Claude 3.5 vs. Claude 3.7: Fresh Test
Hey everyone! With the release of Claude 3.7 today, a hybrid reasoning model, I decided to test it against Claude 3.5 using @Trickle to generate websites from the same single prompt.
Check out the results:👇
Trickle + Claude 3.5: View Website
Trickle + Claude 3.7: View Website
Findings:🔎
Claude 3.7 creates a more polished, complete website with better details and interactivity.
Clearly, Claude 3.7’s coding capabilities are superior to 3.5, handling more complex structures and finer details.

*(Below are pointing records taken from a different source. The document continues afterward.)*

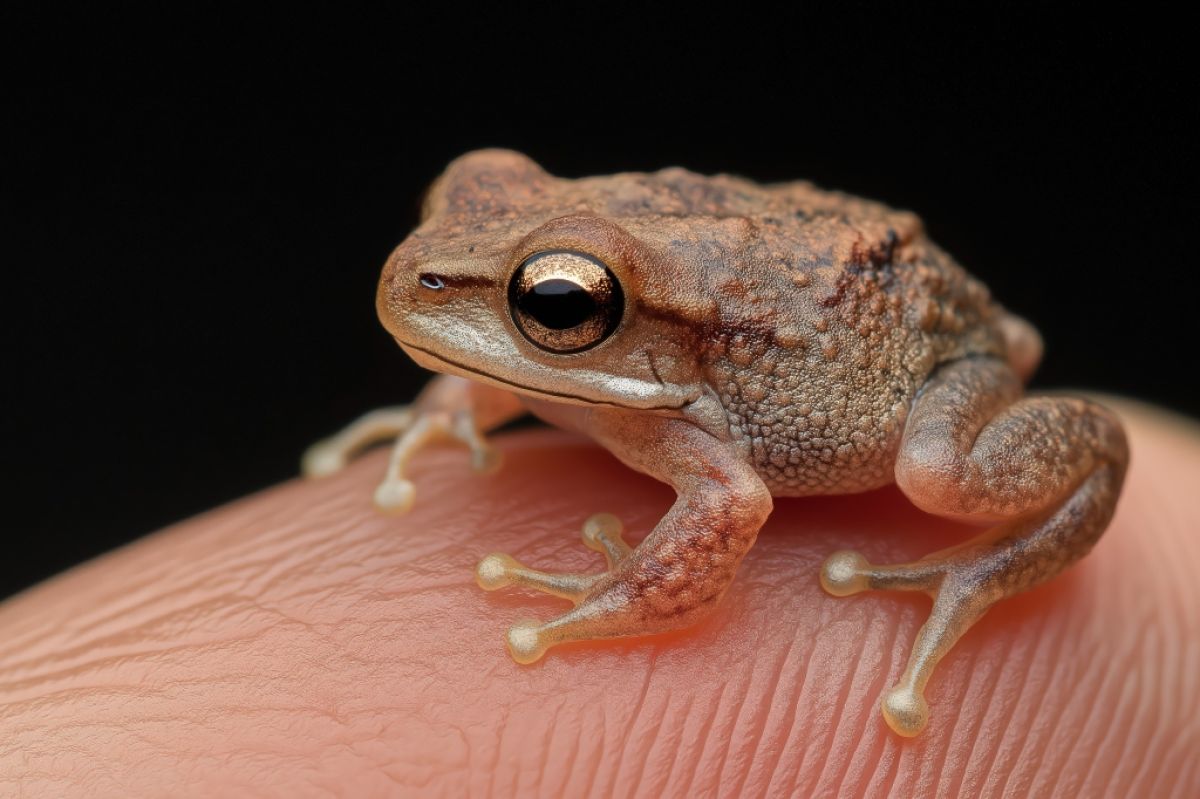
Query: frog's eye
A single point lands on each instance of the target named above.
(565, 301)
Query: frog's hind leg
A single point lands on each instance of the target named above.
(1047, 469)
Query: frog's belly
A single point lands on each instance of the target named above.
(802, 452)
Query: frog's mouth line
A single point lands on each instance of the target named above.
(543, 392)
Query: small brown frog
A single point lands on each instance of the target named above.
(737, 342)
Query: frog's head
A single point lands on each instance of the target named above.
(522, 280)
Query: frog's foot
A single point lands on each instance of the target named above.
(413, 430)
(955, 608)
(528, 640)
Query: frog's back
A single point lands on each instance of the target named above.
(837, 312)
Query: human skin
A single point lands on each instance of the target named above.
(299, 643)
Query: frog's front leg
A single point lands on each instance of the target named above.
(449, 408)
(1044, 470)
(678, 574)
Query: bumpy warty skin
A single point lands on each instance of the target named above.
(813, 317)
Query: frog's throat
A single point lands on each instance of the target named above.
(442, 364)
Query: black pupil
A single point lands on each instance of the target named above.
(558, 304)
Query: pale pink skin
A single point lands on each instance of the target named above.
(298, 643)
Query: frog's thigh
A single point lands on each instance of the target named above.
(679, 571)
(1047, 469)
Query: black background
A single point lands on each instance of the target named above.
(196, 208)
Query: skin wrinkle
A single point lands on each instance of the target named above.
(399, 678)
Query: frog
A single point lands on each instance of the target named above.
(741, 342)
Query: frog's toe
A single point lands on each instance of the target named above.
(529, 640)
(395, 496)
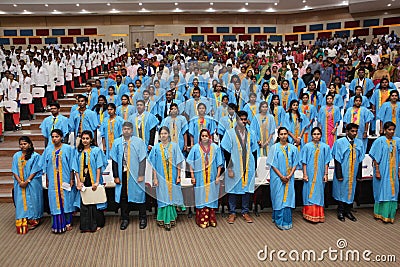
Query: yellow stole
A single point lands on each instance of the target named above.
(317, 151)
(82, 166)
(57, 173)
(21, 166)
(245, 173)
(207, 170)
(288, 169)
(167, 166)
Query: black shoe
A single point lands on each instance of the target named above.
(351, 216)
(124, 225)
(142, 223)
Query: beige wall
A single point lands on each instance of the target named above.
(172, 26)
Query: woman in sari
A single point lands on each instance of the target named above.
(314, 157)
(28, 194)
(206, 161)
(166, 159)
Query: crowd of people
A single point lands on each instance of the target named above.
(211, 109)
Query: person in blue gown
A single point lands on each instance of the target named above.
(57, 160)
(28, 192)
(166, 159)
(88, 166)
(385, 153)
(314, 158)
(240, 151)
(348, 154)
(390, 111)
(206, 162)
(128, 156)
(283, 160)
(110, 129)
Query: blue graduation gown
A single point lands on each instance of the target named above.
(55, 189)
(164, 198)
(313, 189)
(61, 123)
(150, 121)
(386, 188)
(107, 127)
(196, 159)
(246, 170)
(138, 152)
(195, 127)
(32, 195)
(97, 160)
(181, 127)
(276, 158)
(344, 190)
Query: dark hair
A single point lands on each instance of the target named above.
(388, 124)
(55, 104)
(57, 131)
(86, 132)
(279, 130)
(30, 150)
(351, 126)
(297, 111)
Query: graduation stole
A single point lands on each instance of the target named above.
(288, 168)
(355, 115)
(172, 126)
(141, 126)
(244, 169)
(206, 160)
(111, 124)
(57, 171)
(352, 162)
(201, 123)
(21, 166)
(82, 166)
(394, 107)
(316, 155)
(167, 167)
(329, 111)
(264, 133)
(382, 98)
(218, 99)
(392, 164)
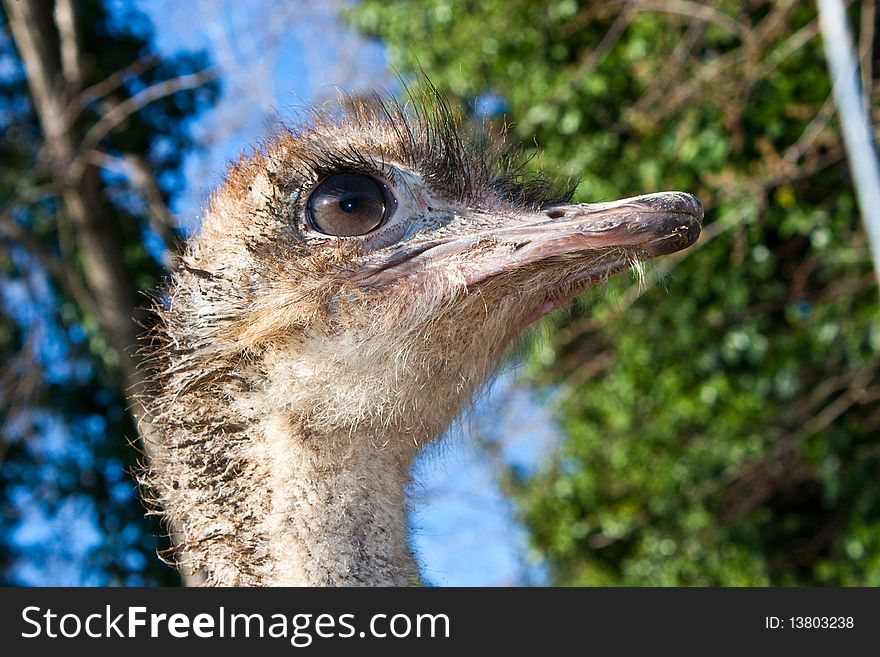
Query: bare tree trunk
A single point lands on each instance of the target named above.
(45, 36)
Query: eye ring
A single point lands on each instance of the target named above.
(349, 204)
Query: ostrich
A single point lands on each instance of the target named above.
(351, 287)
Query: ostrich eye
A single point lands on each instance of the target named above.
(349, 204)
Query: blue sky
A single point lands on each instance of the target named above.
(277, 58)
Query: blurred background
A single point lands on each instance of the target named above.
(715, 424)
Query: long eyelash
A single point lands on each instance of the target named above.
(371, 133)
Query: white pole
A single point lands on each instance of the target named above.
(856, 123)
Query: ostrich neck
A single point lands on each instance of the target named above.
(337, 510)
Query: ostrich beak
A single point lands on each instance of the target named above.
(595, 238)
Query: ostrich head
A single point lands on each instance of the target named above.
(349, 290)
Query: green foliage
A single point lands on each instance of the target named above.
(731, 434)
(65, 432)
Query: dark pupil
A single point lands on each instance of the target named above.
(347, 204)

However, it’s more token-heavy than 3.5.
I’d love to hear if anyone else has tried Claude 3.7 yet or has insights into these trade-offs.
Let’s discuss!🙂
Replies
We added it to our AI-powered spreadsheet, and the results are insane! See here
@cole_at_quadratic can't wait to check out your launch! I'm dying for the robots to come for financial models!
Claude 3.7 is definitely groundbreaking and impressive, but I believe Claude can go even further and evolve even more! Let's go 🚀🚀
Revealio: Discover & Connect
I used Claude 3.5 extensively during the development cycle of my latest app. Recently, I tried Claude 3.7 and noticed something important: Claude 3.5 actually performed better in one key area.
While 3.7 is more advanced in many ways, I've found it to be too docile - it rarely pushes back on questionable requests. Claude 3.5, on the other hand, would often suggest alternative (and frankly better) approaches when my initial idea wasn't optimal.
This constructive resistance from 3.5 led to better outcomes in my development process. I value an AI assistant that acts as a thoughtful collaborator rather than just following instructions without question.
Has anyone else noticed this shift in behavior between versions?
This update is great! When you say you used them in combination, how exactly did you do that?
Claude generates decent code that represents a Trickle style website, however I'm wondering how you put these two together as Trickle seems to have their own Chat AI Assistant.
Pinch
From testing 3.7 vs 3.5 in Cursor Agent, I've found it's a lot better at estimating when it has enough context to implement or it needs to go check more files first. Looking forward to trying it some more
The improved structure and detail sound amazing. I wonder how it handles more creative website designs.